As explained by Whitehurst and Lonigan, Clay's concept of emergent literacy stands as an alternative understanding to the traditional idea that literacy beings in a specific moment in time, that being when formal instruction is begun. This is the present commonly used "reading readiness" approach, which draws a distinction between the phases of "prereading" and "reading." The reading readiness approach contends reding acquisition is dependent upon--and thus measures for skill acquisition--categories such as language use and reading concepts.
In contrast to reading readiness and similar approaches, Clay's emergent literacy is dependent on the idea that reading acquisition occurs across a continuum. The emergent reading approach involves the same skill acquisition categories as reading readiness does but includes an additional set of categories of skills. The first categories, shared by reading readiness and emergent literacy approaches, are termed in emergent literacy theory "outside-in skills," which are, as has been said, skills such as language use and reading concepts.
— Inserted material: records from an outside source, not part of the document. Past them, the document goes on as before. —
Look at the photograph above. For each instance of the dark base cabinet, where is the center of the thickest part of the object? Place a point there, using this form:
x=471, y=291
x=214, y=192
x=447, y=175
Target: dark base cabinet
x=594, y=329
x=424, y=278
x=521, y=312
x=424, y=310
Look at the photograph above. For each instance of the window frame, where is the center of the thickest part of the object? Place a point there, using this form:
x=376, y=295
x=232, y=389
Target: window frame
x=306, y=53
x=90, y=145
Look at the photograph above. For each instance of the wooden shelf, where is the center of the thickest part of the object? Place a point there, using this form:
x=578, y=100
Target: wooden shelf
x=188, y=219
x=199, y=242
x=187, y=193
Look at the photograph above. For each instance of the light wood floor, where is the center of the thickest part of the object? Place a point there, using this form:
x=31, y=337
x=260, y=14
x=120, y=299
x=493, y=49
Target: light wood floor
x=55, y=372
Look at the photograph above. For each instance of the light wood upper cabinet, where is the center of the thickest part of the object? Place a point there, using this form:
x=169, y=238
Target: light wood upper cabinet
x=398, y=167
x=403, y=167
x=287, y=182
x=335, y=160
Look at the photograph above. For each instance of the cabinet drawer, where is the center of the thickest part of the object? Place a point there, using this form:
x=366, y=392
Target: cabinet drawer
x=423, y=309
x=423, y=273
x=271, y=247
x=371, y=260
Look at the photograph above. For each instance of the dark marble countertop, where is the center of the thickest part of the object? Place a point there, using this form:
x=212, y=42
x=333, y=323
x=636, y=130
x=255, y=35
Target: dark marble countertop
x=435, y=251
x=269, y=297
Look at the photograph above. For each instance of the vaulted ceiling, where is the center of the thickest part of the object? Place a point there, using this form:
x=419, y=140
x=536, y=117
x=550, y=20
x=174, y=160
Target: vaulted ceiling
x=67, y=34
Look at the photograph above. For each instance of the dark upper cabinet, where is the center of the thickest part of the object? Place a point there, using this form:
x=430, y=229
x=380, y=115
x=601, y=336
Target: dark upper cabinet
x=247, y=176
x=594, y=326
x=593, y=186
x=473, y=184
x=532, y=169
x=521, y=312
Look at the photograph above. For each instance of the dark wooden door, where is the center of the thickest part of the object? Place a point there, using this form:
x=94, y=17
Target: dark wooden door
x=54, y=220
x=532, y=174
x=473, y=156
The second set of skills, which are particular to emergent literacy, are termed "inside-out skills" and comprise such skills as phonological awareness (language sound differentiation) and letter knowledge.
Emergent literacy theory holds that these two sets of skills come from different experiences and are influential for the child's literacy at different segments of time during reading acquisition. Therefore, in emergent literacy, literacy acquisition originates early in the child's life instead of beginning with formal instruction. Further, because in the emergent literacy approach two skill sets, or "domains," are integral to reading acquisition, there is no demarcated division between prereading and "real" reading.
["Child Development and Emergent Literacy," Grover J. Whitehurst and Christopher J. Longin. Child Development, June 1998, Volume 3, Page 848-872.]